“CONTROLLING IT, AS IT WERE, BY A MOVEMENT OF FINGER, STOOD JIM.”
The side fronting upon the street is usually handsomely embellished, for it is this side which the public sees as it approaches, and all railroads know that to make a good impression is to do good advertising. So with the main waiting-room, which always lies directly behind the street doors. Here marble, mosaic and gilding are always in evidence and no opportunity is lost to impress the travelling public with the wealth and magnificence of the road which it is using. On either side of the main waiting-room are smaller waiting- and retiring-rooms, there is a row of ticket-booths, a news-stand, telephone booths, baggage-rooms, a dining- and lunch-room and, of course, inevitably, the long rows of seats, back to back, where the waiting public spends so many weary minutes.
In the stories overhead are the executive offices of the various roads—as many of them as there is room for—but to these the general public seldom penetrates.
Beyond the swinging doors along the side of the waiting-room opposite the entrance is the main platform or concourse, and from it, stretching down between the tracks like long fingers, are the narrow cement platforms upon which the passengers alight or from which they mount to their trains. The tracks are laid in pairs, and a platform extends between every pair, each platform thus serving two tracks, one on either side. Overhead is the great echoing vault of the train-shed with its mighty ribs of steel, stretching in one enormous arc across the tracks beneath—a marvel of engineering skill, if not of architectural beauty.
This is what is known as the head-house plan, and is the ideal one for the passenger, since it permits him to go to and from his train without crossing any tracks or climbing to any overhead bridges. It is, however, expensive for the railroads since, of course, all through trains must be backed out and switched around until they are headed on their way again—a process which requires no little expenditure of time and energy, as well as money. However, in a great city, a right of way which would enable the through trains to continue straight onward toward their destination is frequently so expensive that it is cheaper to back them out the way they came in, and send them by a detour around the city.
And upon no one is this backing-out process more wearing than on the towerman, for the trains must be handled twice over the same track, and of course the track must be kept clear until the train is out again and safely on its way. Now there is never any surplusage of tracks in a terminal. Indeed, as one sees the tracks narrow and narrow as the terminal is approached, until they are merged into those which plunge beneath the train-shed, one is apt to think they are all too few. Yet their number has been calculated with the greatest care; there is not one more than is needed by the nicest economy of operation—nor one less. The number is just right for the station’s needs—so long as the towerman knows his business and keeps his head.
And now to return to the glass-enclosed perch where, for eight hours of every day, Jim Davis and his two assistants send the trains in and out over the network of tracks. That long row of little handles is the last word in switch-control. Time was—and is, in all but the most important stations—when the towerman opened or closed the yard-switches by means of great levers. To throw one of these levers was no small athletic feat, especially if the switch it controlled was at some distance, and to keep at it eight hours at a time reduced the strongest man to mental and physical exhaustion. When the towerman left his work at the end of his trick, he was, in the expressive parlance of the day, “all in.” Now when men are “all in,” they are very apt to make mistakes, hence in a busy terminal under the old system, accidents more or less serious were of almost every-day occurrence. Besides which, the number of levers which one man was physically able to operate was comparatively small, so that there must be many men and a consequent divided responsibility and opportunity for confusion.

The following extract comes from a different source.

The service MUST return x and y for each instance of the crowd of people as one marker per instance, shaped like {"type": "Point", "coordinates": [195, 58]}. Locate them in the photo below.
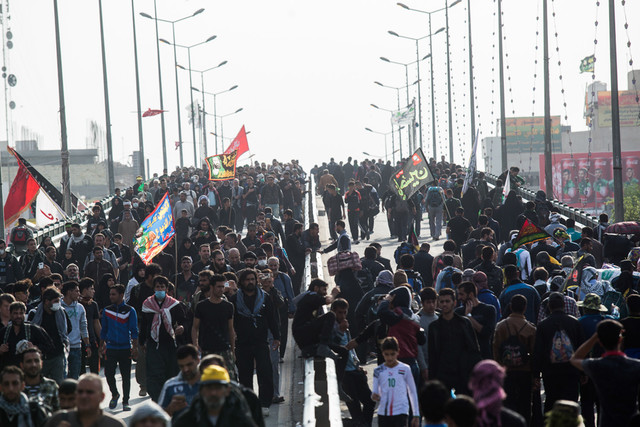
{"type": "Point", "coordinates": [515, 331]}
{"type": "Point", "coordinates": [488, 332]}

The tower itself had been an evolution, for, at first, these yard-switches had been controlled by a brigade of switchmen, each of whom had two or three under his supervision, which he turned by hand whenever he saw a train coming his way. Then the hand switchmen were supplanted by a cluster of levers in a tower, operated by a single man. The tower was so located that its occupant had a general view of the yards, and the levers were connected by steel rods with the switches and signals which protected them. For every switch must have its signal—that is, a device by which the engineer of the approaching train may see whether the switch is properly set—the old standards showing yellow when the switch was open and red when it was closed—and since replaced by arms, or semaphores, which hang down when the train may pass and bar the way when it must stop.
This grouping of the levers in the tower simplified the control of the yard and placed the responsibility upon a more intelligent and more highly paid man than the average switchman, and consequently broadened the margin of safety. But terminals grew and yards grew and switches increased in number, until even this system was unable to meet the demands made upon it.